Grandma and the Aunts*

At the beginning of the 70’s, in the centre of Athens, you could still park your car at the side of the street without a worry. You greeted your neighbours by their names and the shopkeepers would bring the groceries at home when needed; kyr-Yannis brought the vegetables, kyr-Dionysis the meat. The ‘nouveautées’ store ‘Miranda’ under our apartment had nearly all the rest; supermarkets did not exist yet. On the contrary, families still existed in their wider form and everyone had their function therein. Giagia (grandma) Aphroditi the Athenean, as the eldest member of our household had the sceptres of the kitchen. But, very often, more elderly women, aunt Thália, aunt Efrosyni, or even giagia Elpiniki from Ioannina, would enter the kitchen with rolled up sleeves and a recipe in the hand. They would make all kinds of pitas and cakes, each one giving them an own taste and shape. The talent and the drive of these women would not stop there. Cooking was only one of their talents; their craftwork was another one. Their hands were constantly busy with mixing ingredients or with arranging threads. As a kid, I could not perceive the point of all this commotion. In brief, who needed all these embroideries, crochets, bedcovers, tablecloths, and all the smaller or bigger decorated textile? Much later, when my busy aunts were long departed, I found myself in possession of a few handmade pieces which became the most valuable part of my household. In each handmade piece you can always see the personality of the maker; even more when you personally knew them and you have witnessed the process for years.

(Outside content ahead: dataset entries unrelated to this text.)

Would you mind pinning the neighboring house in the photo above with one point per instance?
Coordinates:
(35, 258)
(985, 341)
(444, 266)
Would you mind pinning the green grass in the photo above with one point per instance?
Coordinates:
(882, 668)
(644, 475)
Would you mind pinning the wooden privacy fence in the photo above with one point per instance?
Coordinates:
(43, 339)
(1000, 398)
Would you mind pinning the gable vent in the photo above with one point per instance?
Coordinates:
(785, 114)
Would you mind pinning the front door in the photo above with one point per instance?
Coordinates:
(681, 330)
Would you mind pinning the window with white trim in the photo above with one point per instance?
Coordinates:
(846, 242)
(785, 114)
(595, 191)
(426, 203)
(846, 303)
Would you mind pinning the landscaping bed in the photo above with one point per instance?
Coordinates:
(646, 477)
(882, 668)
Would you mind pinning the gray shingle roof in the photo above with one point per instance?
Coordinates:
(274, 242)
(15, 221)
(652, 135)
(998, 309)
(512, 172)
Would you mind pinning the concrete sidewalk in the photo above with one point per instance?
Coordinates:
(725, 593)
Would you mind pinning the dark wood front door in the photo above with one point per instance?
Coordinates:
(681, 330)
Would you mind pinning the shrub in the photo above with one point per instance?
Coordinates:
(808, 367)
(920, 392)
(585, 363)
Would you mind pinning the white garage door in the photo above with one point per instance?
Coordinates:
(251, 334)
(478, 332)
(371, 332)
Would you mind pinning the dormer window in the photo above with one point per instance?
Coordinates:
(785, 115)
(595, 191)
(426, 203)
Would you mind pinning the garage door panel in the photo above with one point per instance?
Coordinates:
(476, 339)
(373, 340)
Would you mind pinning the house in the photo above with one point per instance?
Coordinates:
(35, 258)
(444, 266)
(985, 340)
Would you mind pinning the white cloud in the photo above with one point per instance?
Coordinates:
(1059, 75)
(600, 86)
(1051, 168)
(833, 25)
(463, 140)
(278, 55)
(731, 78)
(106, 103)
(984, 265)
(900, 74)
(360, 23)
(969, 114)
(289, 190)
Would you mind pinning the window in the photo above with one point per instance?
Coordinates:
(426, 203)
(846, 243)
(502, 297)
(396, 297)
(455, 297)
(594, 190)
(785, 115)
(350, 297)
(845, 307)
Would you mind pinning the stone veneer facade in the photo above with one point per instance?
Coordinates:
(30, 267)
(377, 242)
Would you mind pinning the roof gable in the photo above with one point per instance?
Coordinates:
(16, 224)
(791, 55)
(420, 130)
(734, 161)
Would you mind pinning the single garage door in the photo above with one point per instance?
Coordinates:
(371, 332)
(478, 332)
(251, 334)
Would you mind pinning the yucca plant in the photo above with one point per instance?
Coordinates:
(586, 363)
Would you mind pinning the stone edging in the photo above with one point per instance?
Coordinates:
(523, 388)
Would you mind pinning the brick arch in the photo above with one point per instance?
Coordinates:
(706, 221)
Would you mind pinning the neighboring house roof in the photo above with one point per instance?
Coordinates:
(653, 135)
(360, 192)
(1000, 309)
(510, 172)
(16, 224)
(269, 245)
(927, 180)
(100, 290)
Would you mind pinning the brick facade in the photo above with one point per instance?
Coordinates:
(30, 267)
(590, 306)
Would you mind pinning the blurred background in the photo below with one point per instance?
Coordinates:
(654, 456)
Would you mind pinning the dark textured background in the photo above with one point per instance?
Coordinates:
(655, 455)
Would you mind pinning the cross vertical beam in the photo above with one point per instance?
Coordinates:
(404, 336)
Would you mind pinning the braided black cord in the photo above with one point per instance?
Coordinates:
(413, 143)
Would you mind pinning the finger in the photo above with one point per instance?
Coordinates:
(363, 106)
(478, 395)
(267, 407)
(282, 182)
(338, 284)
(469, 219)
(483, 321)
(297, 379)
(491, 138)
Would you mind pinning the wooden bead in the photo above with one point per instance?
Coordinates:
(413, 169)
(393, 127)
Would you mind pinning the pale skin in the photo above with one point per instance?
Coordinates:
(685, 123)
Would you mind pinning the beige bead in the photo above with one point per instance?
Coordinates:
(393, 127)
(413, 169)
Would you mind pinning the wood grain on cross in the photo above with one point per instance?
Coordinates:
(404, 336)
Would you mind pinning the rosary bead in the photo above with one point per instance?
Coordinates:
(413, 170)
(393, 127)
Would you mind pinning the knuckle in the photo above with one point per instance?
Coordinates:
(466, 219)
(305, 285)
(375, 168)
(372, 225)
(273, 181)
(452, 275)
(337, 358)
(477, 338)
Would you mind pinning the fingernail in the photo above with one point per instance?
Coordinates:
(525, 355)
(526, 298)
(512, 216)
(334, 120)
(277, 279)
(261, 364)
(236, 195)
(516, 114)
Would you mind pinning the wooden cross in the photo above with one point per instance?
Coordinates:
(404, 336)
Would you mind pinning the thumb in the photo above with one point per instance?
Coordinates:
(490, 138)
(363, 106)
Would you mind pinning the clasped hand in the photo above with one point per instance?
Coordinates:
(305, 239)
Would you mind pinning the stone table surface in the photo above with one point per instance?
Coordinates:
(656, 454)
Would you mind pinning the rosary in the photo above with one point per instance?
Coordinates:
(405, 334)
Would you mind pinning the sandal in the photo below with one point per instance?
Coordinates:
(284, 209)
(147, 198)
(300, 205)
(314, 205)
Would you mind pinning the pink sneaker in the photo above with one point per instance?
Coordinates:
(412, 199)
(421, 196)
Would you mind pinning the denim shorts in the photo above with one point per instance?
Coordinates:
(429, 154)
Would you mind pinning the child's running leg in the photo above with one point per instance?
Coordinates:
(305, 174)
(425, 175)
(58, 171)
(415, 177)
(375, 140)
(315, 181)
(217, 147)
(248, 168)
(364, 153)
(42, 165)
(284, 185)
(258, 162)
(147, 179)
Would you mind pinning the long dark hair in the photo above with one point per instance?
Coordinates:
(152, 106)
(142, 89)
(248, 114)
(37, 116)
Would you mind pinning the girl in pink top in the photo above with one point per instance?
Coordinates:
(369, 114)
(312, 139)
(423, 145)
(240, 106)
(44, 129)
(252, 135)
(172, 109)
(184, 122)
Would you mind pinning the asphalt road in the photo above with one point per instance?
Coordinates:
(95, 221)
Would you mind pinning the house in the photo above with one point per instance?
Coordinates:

My mother, Athiná, was also a keen craftswoman. Although she had a job as a book keeper and her repertoire in the kitchen was suppressed under the dominance of grandma and the aunts, she found the time to produce a remarkable volume of textile, all handmade and perfect to the detail. The handworks of her generation mark the end of the tradition of homemade textiles; at least in Athens. The enormous changes in the daily life, in the family bonds and in the expectations of the people of the end of the 80’s and after, limited seriously the available time for concentrating on a complicated textile work or for making a complete meal for that matters. For me, skipping to the following era with our devises and electronic contacts, I felt like pushing a break when I started experimenting with textile. I would never be able to follow a pattern like my aunts did, but as a painter, I envision textiles produced with the experience of painting. I make expressionistic drawings on embroidery. In fact, I draw directly with threads on the woven material. Although my embroideries, as mirror picture of our turbulent times, carry the thread of uneasiness, the medium itself keeps the essence of a timeless moment, the room for uninterrupted thinking, and in the same time the continuity of an activity that passed from aunt to aunt.  Now I am part of  the process that I once witnessed and this ties me with the ideal big family of my childhood thoughts; moreover it weaves in my roots the idea of an artistic production without commercial goal and thus beyond price.

* A slightly different version of this text was published in the Dutch language magazine “Lychnari” no1-2011, under the title “De bezige tantes” (the busy aunts); it was accompanying a recipe for kolokythópita.